I smile as tenderly as I can. “You told yourself that sober, I wouldn’t look twice at the sensible PR consultant who makes killer lasagna? Well... I have news for you, PR consultant . I really fucking like lasagna.”

She giggles then, and there are obvious tears glistening in her eyes.

I lean closer, drawn by the vulnerability in her gaze, by the shared history, by the undeniable connection humming between us. My gaze drops to her lips. Those lips I apparently kissed, tasted, and savored twenty months ago.

Her breath hitches. She doesn’t move away. Doesn’t pull back.

And then I’m kissing her. Not the rough, possessive claimingher words painted of that night in Vegas,but something else. Tentative. Questioning. A slow exploration.

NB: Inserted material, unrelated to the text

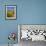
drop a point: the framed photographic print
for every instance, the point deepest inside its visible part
(10, 12)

Her lips are soft, yielding.

She tastes like expensive red wine and… Sabrina .

She makes a soft sigh, and her hand comes up, resting hesitantly against my chest, right over my heart.

This kiss… it’s conscious. Deliberate. The first real kiss we’ve ever shared, as far as I’m concerned.

And it feels like coming home to a place I never knew existed.

Like maybe the real journey didn’t start in Vegas, but it begins right here, now, tonight.